Law school is worth it only when the debt you take on is structurally supported by a realistic earnings path and a career you can actually tolerate for long enough to realize the payoff. If you can get into (or credibly compete for) outcomes with high placement into Big Law, strong federal clerkships, or well-funded public interest via LRAP/PSLF, and you can keep borrowing moderate through scholarships or in-state tuition, the ROI can pencil out. If your plan relies on being “top 10%” at a school with weak placement, on vague interest in “business law,” or on borrowing close to full cost without a clear repayment backstop, it usually isn’t. Run three quick checks: your all-in cost of attendance, your likely debt at graduation, and your median first-year salary outcome for your target schools (not the national average). Then stress-test repayment on a standard 10-year plan and on income-driven repayment, and ask whether you’d still choose the work if the higher-paying outcomes don’t materialize.

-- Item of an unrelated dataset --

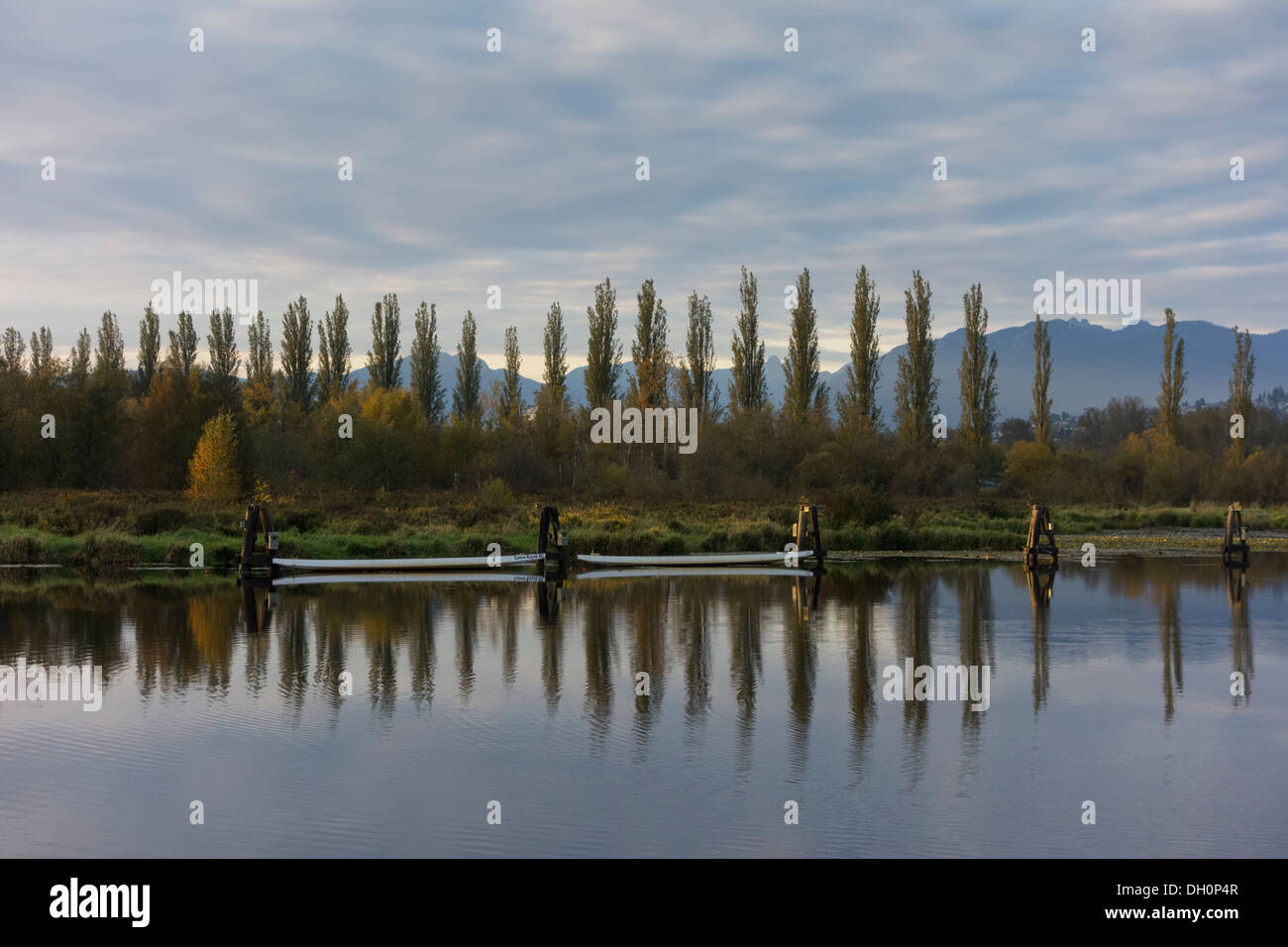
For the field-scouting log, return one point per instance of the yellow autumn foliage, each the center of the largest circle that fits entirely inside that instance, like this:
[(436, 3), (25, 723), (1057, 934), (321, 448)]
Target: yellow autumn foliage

The more useful question isn’t “Is law school worth it?” but “What is the downside if the median outcome happens, and can I live with that downside?” Treat this as a portfolio decision: school choice, scholarship, geography, practice area, and your risk tolerance are linked variables. Candidates who fare best decide backward from constraints, not aspirations: they set a maximum monthly payment they’re willing to carry, a minimum acceptable job type, and a maximum number of years they’ll stay if the work is a grind. If the numbers work only under a best-case placement scenario, you’re not evaluating law school, you’re buying an option with a high premium. The higher-leverage move is to engineer the deal terms (school, cost, and placement) so the median outcome is still acceptable.